なぜなら、誰のものでもない自分の身体である。
何が一番のベストかは、徹底的に調べても良いのではないか?
口コミもある。本にも出ている。コンピュータで調べれば、他の解決策も見つかるかも知れない。ワシも母親が脳動脈瑠になったとき、医者から早く手術をすることをお奨めします、と言われて、「ほな、頼みましょうか」と言いそうになる母親を抑えて、「考えてからお返事します」といったん帰り、コンピュータで調べたら、日本と欧米の医療現場での考え方が全然違うこと、破裂する危険性よりも、手術する危険性の方がまだ高いこと、友人の叔父さんが簡単な手術ですからと言われて行い、二年間も入院したあげく、出てきた時には、半身不随になっていたこと等の知識を得て、結果として、「玄米菜食で治していきます」(Body Lightening で治ってしまったが)と手術を断ったのだよ。
「病気」になっても、現代は、選択肢は昔よりは多くなっている。
また、「病気」そのものに対する考え方も幾つもある。
そのどれを選んで実行するかは、やはり、本人の責任だと思う。
病院で治そうとするのもよし、民間療法を選ぶのもよし、病気と向かい合って、思考していくのもよし、ヒーリングの門を片っ端から叩いていくのも一つの方法なのだと思う。
ただ、どれを選んでも、「依存」が前提では、本当の解決は出来ないように思う。
インドには、運ばれてきた患者に、「西洋医学で治したいか、アユルベーダで治したいか」と聞く病院もあるという。
これからは、病人に「自立」できる環境を提供する、または、選択肢を拡大するのも病院のサービスの一つだと思う。
そして、ヒーリングに携わる人たちは、「責任」など受けないようにすることも、生き延びていく知恵だと思う。
最後に幸福屋から一言。
今回、病気をテーマにしたのは、もっとも「依存」がわかりやすいと思うからだが、生活の中には隠れている「依存」も多い。

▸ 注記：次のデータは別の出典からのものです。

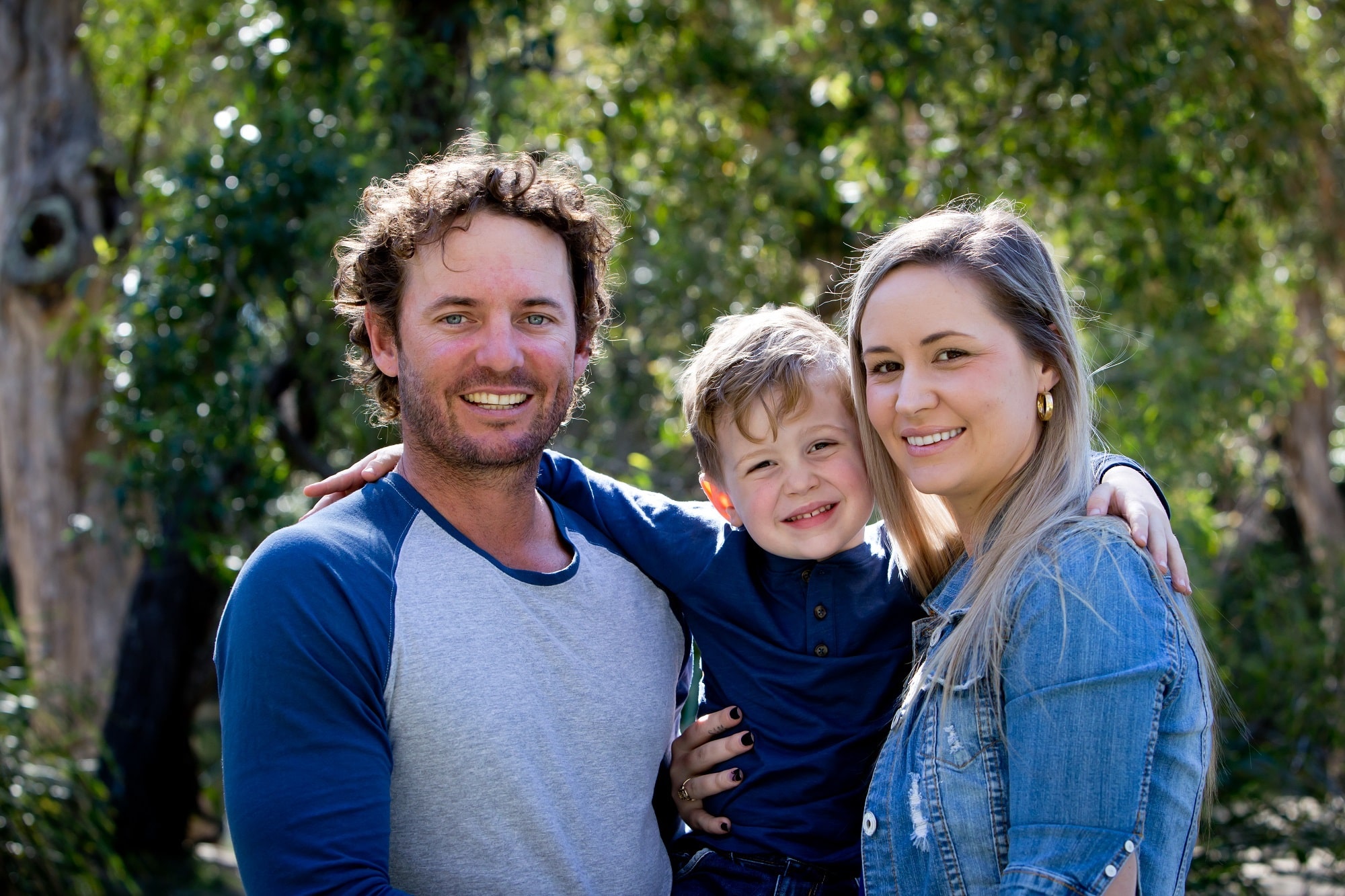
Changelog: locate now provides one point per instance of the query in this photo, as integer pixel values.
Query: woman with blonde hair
(1058, 732)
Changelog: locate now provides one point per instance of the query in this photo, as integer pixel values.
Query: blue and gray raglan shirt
(400, 710)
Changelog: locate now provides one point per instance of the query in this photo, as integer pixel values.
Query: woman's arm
(1090, 663)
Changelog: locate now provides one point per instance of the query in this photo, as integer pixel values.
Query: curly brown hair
(419, 208)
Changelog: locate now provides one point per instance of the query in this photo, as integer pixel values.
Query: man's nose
(500, 348)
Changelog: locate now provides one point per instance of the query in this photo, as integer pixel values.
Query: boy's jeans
(707, 872)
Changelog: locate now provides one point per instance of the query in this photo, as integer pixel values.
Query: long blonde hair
(1026, 287)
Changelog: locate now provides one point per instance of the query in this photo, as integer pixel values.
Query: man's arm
(302, 658)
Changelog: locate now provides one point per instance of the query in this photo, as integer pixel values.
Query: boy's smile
(802, 491)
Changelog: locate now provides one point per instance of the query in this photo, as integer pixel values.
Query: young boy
(801, 610)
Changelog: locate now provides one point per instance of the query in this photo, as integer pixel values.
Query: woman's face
(950, 388)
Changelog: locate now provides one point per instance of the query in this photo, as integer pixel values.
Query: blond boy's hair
(767, 356)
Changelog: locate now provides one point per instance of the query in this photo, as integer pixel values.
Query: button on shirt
(813, 651)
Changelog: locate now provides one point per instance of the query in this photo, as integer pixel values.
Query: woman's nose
(914, 395)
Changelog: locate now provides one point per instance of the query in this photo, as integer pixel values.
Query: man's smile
(496, 400)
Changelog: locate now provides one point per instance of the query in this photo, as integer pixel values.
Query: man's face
(488, 354)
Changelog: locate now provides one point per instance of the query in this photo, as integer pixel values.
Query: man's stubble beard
(430, 423)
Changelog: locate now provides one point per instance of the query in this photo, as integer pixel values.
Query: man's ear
(722, 501)
(583, 354)
(383, 343)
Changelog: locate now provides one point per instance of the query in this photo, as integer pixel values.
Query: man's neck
(500, 510)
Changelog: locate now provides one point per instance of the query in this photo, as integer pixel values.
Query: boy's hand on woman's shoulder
(697, 751)
(1125, 493)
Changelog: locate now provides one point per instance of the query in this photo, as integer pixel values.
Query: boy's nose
(800, 481)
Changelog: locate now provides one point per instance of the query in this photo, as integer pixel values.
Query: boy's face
(804, 493)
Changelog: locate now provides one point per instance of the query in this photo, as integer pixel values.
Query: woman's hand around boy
(697, 751)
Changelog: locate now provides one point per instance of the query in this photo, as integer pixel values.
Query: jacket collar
(949, 588)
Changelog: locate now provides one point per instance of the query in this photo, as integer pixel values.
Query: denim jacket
(1100, 748)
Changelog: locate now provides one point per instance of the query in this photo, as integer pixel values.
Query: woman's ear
(722, 501)
(1048, 378)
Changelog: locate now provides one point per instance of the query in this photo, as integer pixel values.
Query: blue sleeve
(1102, 462)
(302, 657)
(1091, 657)
(672, 541)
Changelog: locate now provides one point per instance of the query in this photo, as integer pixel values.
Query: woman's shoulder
(1094, 560)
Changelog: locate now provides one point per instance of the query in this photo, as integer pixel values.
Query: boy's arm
(1126, 490)
(1105, 462)
(672, 541)
(307, 759)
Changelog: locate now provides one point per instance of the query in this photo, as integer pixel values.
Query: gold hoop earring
(1046, 405)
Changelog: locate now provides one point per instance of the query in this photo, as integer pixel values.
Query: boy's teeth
(810, 516)
(492, 399)
(934, 438)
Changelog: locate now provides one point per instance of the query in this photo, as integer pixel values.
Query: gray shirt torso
(528, 716)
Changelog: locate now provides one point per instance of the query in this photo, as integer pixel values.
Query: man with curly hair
(450, 684)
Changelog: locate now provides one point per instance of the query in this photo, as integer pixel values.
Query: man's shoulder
(365, 529)
(332, 571)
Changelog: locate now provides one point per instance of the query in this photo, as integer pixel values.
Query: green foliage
(56, 834)
(1178, 154)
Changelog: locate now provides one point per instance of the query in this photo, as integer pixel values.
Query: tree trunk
(165, 671)
(72, 560)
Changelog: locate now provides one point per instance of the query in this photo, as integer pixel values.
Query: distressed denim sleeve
(672, 541)
(1090, 659)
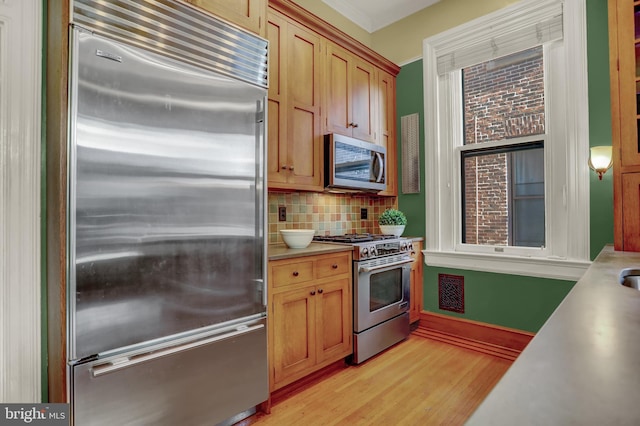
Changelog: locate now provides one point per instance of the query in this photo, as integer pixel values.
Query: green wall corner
(519, 302)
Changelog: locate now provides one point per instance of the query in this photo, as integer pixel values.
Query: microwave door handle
(380, 167)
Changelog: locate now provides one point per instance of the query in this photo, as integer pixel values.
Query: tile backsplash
(328, 214)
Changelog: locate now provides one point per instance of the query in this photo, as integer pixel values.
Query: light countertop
(583, 366)
(281, 251)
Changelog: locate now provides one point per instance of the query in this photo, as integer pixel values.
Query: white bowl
(297, 238)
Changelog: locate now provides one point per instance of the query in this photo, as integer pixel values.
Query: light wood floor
(417, 382)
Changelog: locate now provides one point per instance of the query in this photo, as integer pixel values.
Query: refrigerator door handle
(125, 362)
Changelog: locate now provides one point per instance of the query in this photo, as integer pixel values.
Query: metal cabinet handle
(119, 364)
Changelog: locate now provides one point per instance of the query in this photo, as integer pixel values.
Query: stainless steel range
(381, 273)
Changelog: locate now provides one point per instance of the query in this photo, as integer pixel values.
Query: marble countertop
(281, 251)
(583, 366)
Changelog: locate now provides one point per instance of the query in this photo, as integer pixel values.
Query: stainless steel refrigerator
(166, 245)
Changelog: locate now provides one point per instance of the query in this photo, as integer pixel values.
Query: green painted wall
(409, 100)
(601, 192)
(509, 300)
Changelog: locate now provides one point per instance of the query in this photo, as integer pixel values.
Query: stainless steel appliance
(354, 164)
(381, 289)
(166, 287)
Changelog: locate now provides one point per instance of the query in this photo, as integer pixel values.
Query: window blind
(511, 39)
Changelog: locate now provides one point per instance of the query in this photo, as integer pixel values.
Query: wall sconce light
(600, 159)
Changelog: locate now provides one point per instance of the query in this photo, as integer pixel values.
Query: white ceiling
(375, 14)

「肩書き信仰」なんかもその一つだと思う。
病院を選んだ時点で、医者から「おまえはもう死んでいる」と宣告されないようにしたいニャー。
★Body Lightening を会員制にしたいと思ったのは、「施術する人」と「受ける人」は対等であるべきだと考えたからです。病気は、その人が作ったもの。ならば、治せるのもその人だけ。Body Lighteningは、そのお手伝いに過ぎないのだと、自他共に認め、自覚していくためなのですが。